Así lo sentía Dávila mientras acariciaba su taco con la vista perdida en la mesa y Avelino Moratalla, subido en un taburete, metía la punta de un sacacorchos en el reloj del billar y retrasaba las manecillas. Le siseaba Miguelito señalándole con la sien nuestro contador y Moratalla movía el taburete y también hacía retroceder nuestras manecillas, igual que el verano, igual que el tiempo real se replegaba sobre sí mismo. «Vale, Dávila», le decía González Cortés.
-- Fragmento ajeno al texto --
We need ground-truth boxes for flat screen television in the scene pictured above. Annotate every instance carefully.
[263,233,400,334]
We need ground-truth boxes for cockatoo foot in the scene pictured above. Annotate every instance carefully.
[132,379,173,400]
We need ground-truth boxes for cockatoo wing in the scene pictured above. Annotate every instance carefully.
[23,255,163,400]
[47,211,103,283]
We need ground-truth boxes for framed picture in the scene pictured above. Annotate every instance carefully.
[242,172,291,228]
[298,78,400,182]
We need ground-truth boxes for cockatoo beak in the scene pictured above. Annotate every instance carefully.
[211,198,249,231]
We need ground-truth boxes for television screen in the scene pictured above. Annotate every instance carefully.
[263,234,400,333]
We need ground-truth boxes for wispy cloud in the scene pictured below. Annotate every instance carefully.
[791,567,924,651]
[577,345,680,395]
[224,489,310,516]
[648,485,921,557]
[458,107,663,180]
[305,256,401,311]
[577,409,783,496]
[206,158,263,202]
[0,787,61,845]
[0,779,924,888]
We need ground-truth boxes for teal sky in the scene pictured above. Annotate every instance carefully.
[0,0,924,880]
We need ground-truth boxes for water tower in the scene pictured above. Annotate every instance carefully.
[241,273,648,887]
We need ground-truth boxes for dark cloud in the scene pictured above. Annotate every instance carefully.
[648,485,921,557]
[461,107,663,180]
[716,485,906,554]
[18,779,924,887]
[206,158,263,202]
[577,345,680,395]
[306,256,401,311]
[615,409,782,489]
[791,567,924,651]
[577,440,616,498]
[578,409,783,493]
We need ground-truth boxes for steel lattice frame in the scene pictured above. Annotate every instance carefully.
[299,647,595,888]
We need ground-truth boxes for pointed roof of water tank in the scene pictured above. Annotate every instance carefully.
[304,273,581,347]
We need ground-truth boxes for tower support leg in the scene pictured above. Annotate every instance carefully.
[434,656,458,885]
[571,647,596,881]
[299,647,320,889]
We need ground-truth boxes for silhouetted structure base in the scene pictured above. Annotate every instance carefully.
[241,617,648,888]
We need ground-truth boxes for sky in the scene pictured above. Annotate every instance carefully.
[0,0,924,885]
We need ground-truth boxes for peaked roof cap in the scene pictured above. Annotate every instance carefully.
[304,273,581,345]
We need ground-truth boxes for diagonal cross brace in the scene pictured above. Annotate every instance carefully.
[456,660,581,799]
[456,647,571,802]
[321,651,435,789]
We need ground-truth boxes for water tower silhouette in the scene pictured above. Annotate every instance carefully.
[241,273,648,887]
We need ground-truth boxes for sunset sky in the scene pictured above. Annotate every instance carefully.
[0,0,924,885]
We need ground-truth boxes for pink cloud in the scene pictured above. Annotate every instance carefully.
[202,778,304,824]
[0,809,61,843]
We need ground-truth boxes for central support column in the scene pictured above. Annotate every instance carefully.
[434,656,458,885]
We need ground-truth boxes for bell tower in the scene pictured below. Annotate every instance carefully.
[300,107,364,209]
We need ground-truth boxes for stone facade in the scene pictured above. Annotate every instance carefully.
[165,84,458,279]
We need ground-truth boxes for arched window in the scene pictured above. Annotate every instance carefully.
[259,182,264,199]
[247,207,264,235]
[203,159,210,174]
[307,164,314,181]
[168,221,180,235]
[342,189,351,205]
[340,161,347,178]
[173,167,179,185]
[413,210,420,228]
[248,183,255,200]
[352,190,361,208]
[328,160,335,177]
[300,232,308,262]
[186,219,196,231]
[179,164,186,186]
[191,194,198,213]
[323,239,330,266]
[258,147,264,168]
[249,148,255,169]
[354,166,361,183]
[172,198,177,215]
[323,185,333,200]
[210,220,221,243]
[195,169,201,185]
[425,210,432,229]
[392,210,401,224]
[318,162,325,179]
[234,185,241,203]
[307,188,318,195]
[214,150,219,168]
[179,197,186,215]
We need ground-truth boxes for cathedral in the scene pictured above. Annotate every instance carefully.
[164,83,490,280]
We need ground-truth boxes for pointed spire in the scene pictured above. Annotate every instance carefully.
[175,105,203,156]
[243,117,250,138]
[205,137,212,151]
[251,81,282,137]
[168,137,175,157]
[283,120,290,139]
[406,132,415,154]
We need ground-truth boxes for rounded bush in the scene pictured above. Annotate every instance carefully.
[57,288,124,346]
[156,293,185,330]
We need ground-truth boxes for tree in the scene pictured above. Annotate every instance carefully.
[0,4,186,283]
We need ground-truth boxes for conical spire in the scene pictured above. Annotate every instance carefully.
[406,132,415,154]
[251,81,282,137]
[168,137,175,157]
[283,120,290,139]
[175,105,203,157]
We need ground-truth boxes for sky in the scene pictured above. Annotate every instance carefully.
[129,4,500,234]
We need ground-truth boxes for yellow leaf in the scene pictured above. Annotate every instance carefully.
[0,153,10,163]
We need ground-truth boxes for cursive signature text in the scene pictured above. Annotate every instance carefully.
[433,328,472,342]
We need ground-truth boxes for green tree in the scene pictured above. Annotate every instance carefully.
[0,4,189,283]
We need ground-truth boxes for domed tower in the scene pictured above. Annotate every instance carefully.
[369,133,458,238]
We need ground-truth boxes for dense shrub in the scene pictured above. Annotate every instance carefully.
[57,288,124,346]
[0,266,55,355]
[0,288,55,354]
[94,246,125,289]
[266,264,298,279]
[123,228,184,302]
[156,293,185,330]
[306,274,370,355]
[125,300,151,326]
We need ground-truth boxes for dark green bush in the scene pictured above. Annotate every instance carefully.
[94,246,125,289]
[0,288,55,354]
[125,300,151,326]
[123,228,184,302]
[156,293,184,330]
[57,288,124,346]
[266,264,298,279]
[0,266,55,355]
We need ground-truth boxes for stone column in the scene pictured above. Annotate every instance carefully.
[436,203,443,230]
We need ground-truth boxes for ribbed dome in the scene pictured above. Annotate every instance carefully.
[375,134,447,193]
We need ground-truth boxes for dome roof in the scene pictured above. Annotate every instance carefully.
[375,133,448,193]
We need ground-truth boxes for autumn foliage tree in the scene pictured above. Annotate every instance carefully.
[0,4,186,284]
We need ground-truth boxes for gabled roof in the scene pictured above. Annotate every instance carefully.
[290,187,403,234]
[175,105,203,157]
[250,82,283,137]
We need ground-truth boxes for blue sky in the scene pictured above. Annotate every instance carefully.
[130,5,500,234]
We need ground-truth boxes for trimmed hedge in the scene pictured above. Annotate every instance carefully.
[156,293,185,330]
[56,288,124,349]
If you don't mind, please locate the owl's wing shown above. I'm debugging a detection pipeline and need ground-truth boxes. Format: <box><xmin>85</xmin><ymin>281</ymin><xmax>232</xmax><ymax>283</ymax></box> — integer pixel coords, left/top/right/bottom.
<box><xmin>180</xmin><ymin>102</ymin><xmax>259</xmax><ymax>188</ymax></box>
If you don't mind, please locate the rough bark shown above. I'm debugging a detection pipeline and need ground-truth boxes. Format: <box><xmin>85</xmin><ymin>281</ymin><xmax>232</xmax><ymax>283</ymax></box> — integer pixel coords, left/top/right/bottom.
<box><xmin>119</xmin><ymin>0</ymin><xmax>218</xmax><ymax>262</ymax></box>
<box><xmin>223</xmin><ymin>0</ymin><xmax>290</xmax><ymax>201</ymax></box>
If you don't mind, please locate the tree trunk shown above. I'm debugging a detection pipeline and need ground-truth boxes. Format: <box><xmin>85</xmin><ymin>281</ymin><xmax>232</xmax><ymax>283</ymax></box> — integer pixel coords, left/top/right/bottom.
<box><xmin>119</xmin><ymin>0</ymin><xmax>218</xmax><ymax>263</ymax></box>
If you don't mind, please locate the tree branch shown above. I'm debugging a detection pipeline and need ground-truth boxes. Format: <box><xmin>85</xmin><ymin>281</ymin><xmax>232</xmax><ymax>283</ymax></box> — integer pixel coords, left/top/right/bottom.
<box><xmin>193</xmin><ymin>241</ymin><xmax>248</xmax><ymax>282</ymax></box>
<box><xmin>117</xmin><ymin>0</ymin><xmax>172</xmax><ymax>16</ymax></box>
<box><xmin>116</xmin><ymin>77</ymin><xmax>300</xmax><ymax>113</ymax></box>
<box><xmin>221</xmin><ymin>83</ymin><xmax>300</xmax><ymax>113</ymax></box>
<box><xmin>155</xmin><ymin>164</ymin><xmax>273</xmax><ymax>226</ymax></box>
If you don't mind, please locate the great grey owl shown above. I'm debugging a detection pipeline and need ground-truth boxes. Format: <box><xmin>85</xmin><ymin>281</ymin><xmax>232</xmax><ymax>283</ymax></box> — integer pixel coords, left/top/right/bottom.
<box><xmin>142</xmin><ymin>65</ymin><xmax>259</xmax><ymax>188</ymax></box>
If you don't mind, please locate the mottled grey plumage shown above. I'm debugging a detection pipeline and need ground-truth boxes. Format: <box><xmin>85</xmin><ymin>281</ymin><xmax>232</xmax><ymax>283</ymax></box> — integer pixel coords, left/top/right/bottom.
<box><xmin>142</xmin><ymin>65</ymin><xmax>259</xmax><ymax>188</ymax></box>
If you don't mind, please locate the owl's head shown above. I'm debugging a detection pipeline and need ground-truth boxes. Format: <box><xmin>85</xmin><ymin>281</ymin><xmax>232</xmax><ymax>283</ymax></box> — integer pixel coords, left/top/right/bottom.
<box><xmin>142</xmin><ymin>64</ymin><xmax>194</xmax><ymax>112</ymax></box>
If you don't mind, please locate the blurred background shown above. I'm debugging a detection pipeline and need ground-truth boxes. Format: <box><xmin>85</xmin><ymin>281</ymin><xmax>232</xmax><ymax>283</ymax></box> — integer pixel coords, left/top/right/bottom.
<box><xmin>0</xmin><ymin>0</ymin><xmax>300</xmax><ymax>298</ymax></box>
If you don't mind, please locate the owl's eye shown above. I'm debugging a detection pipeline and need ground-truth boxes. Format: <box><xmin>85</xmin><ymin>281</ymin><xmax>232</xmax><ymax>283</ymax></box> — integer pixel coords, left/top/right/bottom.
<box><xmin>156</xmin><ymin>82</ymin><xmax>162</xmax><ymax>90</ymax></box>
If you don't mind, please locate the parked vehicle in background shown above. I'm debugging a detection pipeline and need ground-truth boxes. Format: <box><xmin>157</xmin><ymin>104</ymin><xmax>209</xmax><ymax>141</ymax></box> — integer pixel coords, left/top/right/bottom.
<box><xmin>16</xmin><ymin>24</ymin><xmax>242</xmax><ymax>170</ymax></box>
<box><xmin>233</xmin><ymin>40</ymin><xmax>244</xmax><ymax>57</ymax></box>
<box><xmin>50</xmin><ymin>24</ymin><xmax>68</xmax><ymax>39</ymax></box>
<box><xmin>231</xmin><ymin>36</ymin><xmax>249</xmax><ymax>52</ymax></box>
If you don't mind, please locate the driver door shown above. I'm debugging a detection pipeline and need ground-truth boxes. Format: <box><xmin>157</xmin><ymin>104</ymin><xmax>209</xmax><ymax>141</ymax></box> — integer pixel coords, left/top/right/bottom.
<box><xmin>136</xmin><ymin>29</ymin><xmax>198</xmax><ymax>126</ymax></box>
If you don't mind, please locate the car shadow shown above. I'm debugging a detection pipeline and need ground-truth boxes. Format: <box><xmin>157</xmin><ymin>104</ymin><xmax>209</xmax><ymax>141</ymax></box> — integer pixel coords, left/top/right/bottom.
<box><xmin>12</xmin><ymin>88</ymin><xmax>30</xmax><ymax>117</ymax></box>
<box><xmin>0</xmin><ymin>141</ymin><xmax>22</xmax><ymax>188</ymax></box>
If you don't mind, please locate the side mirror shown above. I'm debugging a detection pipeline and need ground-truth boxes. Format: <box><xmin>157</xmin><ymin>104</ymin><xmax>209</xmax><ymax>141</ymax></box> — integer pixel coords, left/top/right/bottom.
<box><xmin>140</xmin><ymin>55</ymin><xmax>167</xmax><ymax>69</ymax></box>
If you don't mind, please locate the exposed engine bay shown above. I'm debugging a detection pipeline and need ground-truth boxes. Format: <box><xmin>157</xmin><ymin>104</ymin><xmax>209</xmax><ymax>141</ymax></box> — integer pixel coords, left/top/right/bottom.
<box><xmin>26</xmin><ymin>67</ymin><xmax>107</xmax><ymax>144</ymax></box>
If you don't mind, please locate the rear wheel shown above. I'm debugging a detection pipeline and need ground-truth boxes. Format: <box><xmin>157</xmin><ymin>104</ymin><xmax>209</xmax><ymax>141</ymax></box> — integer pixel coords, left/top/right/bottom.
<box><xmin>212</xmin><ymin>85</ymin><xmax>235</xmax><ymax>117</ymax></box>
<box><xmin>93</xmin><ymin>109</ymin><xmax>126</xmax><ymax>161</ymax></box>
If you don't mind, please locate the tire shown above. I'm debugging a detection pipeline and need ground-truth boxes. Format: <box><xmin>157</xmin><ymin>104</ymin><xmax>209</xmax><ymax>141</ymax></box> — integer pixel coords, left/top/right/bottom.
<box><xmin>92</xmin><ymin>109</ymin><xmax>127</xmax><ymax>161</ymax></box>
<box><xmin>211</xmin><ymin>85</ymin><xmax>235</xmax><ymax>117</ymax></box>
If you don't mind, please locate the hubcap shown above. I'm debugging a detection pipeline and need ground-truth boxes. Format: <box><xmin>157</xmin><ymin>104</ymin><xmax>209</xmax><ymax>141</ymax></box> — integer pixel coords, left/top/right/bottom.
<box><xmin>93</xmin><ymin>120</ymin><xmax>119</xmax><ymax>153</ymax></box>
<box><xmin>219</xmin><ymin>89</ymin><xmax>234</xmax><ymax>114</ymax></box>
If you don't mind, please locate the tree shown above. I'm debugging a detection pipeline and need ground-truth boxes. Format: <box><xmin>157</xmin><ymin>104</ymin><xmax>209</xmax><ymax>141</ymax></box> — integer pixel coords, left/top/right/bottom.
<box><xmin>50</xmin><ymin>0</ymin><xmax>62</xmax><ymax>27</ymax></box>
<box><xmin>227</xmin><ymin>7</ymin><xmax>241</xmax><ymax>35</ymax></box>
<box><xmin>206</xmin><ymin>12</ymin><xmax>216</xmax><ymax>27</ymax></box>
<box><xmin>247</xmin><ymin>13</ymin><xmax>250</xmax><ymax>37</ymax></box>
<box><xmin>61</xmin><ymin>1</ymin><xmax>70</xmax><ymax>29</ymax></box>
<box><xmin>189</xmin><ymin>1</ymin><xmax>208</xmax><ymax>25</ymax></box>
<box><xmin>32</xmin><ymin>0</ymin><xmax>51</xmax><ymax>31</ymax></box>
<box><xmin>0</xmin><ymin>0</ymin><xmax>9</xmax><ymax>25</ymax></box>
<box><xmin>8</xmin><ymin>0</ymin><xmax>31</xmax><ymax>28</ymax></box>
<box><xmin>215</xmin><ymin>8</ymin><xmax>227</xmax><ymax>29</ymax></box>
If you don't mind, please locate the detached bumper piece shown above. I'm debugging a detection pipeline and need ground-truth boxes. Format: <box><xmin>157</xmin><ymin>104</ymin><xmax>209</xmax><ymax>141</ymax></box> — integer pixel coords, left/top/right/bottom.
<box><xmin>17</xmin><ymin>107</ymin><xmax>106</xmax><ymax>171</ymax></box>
Y Dávila respondía con una mueca leve, sin mirarnos, ya inclinado sobre una nueva carambola mientras Moratalla dejaba el taburete en su sitio y al pasar por delante del maestro Antúnez le hacía un gesto obsceno y daba un zapatazo en el suelo. «Cuidado, jefe, no se vaya a caer», le decía al sorprendido viejo, que con los ojos espantados miraba a un lado y a otro, los pelos de la coronilla levantados, la boca torcida, y que, después de toser, volvía a recostarse contra la pared y a entornar los párpados, hipnotizado por el giro trabajoso de los ventiladores y por el sonido de las bolas al rodar suavemente por el paño de felpa verde.
—De qué mierda se quejará el Babirusa, con la Lana Turner todo el día a su lado. Te imaginas, teniéndola en su casa, que es como tenerla para él solo. Yo tendría toda la casa hecha un colador, boquetes en el cuarto de baño, boquetes en el armario, y si no me pasaría la vida metido en la alacena. Me iba a quedar jorobado. ¿La viste el otro día en la piscina, las cachas que tiene? Para qué coño quiere a su madre y a su padre —Moratalla miraba cómo Miguelito golpeaba la bola blanca del punto, echaba los hombros hacia atrás, queriendo desviar con el movimiento de su cuerpo la trayectoria de la bola—. Mierda, mierda, mierda. Joder, ya era hora, la has cagado por medio pelo. Con esa tía en su casa para qué coño quiere a su madre y a su padre.
Miguelito daba tiza azul a la punta de su taco, y por primera vez levantó la vista de la mesa y la dejó clavada en los ojos de Moratalla.
—Para tener el lujo de querer que le pasen cosas. Para poder ser como los demás, como tú. No un animal acorralado.
—Joder, Miguelito, cómo te pones con las poesías. ¿Eso lo has leído en tu libro o te lo has inventado tú?
Miguelito se quedó mirándolo muy serio y Avelino Moratalla botó con fuerza el taco sobre la base de goma y se rió por la carambola que acababa de conseguir. Los dedos de González Cortés sobre el paño me recordaron aquellos árboles sin hojas de los que él había hablado días atrás. Nuestra silueta giraba deformada en las aspas de los ventiladores y el maestro Antúnez, despertado por la risa de Avelino, miraba fijamente, todavía dormido, los relojes del billar, el tiempo, sólo en apariencia, retrocediendo.